You’ve most likely read that you have to “meet your deductible” when making a choice on your  health insurance benefits offered by your employer or on an Explanation of Benefits (EOB). Below is a summary of the two traditional types of deductibles for family plan. By understanding which one you have, your financial responsibilities, and how they apply, you will be more prepared, if you incur out-of-pocket deductible charges in the future. Different Employer’s have varying definitions on how the deductible is ultimately treated with the program they offer. If you are part of your company’s group health policy check with your Human Resources person or advisor.

Deductibles by Definition

A deductible is the amount of money  you are responsible for paying after a claim is settled by an insurance company. For example, if you have a $1,000 deductible, you will have to pay for all health care costs until you’ve reached $1000. After that, it is your insurance company’s financial responsibility to cover additional expenses; additional co-payments and co-insurance may apply. The deductible is usually calendar based and resets annually.

Your deductible may not apply to all health care services: wellness visits, Ob/Gyn, mammograms, immunizations and most screenings.  These expenses are currently covered by your insurance regardless of whether you’ve met your deductible thanks to the ACA .  Additionally, most covered benefits of your health plan, less co-pays and co-insurance, apply to your deductible.   For example, if you have satisfied your annual deductible and visit the doctor for an illness, co-payments may apply.
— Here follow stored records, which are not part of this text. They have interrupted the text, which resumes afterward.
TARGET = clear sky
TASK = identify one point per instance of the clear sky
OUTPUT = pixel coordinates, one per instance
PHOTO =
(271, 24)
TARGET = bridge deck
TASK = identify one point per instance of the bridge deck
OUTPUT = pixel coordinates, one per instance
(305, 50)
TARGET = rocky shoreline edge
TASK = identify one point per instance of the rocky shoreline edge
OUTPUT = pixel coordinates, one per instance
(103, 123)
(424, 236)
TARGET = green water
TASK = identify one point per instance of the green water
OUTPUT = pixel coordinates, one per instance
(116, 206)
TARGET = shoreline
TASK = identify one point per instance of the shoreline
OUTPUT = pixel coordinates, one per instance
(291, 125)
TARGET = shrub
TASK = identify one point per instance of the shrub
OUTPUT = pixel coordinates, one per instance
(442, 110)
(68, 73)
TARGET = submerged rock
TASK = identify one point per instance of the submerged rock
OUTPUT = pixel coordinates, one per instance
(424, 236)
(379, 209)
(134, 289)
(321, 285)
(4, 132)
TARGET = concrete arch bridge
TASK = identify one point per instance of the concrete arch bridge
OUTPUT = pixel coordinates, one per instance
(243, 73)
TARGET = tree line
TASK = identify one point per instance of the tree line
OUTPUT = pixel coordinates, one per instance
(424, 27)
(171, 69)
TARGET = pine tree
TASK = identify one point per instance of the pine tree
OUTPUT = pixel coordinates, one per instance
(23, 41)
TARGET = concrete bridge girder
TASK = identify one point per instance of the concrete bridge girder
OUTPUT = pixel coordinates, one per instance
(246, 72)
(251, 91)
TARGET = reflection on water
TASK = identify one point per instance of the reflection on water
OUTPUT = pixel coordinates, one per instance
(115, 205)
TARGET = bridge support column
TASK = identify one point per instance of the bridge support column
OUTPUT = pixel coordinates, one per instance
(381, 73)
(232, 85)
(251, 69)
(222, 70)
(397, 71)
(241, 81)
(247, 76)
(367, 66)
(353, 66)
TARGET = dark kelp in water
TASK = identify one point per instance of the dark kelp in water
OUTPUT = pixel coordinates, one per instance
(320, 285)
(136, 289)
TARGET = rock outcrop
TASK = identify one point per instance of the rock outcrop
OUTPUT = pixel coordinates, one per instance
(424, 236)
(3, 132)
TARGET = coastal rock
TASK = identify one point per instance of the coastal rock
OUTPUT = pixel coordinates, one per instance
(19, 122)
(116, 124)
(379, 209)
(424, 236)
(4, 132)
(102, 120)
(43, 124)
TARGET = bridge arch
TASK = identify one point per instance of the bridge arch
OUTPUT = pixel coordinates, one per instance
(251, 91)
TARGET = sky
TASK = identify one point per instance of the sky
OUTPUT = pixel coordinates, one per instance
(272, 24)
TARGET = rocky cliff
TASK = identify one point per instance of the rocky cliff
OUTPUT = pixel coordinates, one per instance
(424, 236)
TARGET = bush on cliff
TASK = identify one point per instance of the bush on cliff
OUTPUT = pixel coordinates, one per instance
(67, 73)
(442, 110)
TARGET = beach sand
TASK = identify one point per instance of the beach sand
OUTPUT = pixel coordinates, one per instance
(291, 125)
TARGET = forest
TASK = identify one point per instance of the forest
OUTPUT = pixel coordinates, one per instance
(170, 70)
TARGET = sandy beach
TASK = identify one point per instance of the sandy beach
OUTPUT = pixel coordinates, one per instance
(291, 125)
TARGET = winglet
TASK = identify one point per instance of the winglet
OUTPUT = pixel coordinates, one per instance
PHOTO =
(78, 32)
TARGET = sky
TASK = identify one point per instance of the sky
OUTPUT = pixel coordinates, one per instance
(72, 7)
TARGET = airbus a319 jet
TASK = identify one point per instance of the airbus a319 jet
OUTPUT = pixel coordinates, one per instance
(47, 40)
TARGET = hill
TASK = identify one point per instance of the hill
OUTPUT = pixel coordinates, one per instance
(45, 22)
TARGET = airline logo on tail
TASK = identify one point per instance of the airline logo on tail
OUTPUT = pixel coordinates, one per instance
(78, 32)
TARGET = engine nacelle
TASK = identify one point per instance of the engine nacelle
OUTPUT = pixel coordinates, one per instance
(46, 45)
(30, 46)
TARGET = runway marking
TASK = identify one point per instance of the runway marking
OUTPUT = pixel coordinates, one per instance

Deductibles with Family Coverage

Insurance plans can cover an individual or a family. If the plan is for family coverage, the deductible can be designed as either an embedded or non-embedded deductible.

Embedded Deductibles

Embedded deductibles have two components:

  1. The individual deductibles for each family member
  2. The family deductible

 

Once a family member meets their individual deductible, future claims are the financial responsibility of the insurance company according to your plan’s coverage. usually defined in the benefit summary sheet. If only one person meets an individual deductible, the rest of the family still has to pay their deductibles. Typically, there are limits on the number of family member deductibles there are. Please refer to your company’s ACA compliant Summary Plan Description sheets which are updated annually.

Most out-of-pocket expenses incurred are applied to your deductible. Family plans are usually based on 2-3 times the individual deductible.  And individual deductibles apply to the total family deductible.  Keep in mind that after an individual satisfies his or her limit, co-insurance or co-pays typically do not apply.

When the family deductible is met, all family members will have medical expenses paid according to the plan’s coverage, even if they have not met their own individual deductibles. Having an embedded deductible is most common for non-high deductible health plans (HDHP).

Non-embedded Deductibles

A non-embedded, or aggregate, deductible is simpler than an embedded deductible. With a non-embedded deductible, there is only 1 limit for all family members collectively. However, this plan treats co-pays or co-insurance the same way; they usually do not apply. It doesn’t matter if one person incurs all the expenses that meet the deductible or if two or more family members contribute toward meeting the family deductible. The non-embedded deductible is most common in consumer driven health plans.

Summary

Regardless of which type of deductible your plan uses, remember that you will need to pay that amount out-of-pocket before your insurance will start paying. Deductible charges rarely are paid at the point of service.  All claims should be submitted from the provider to the carrier so that all discounts available are applied.  Once the claim is adjudicated the insurer will pay the provider the contracted rate and send you an Explanation of Benefits (EOB) outlining your out-of-pocket.  Ultimately, it is your financial responsiblity to pay the provider.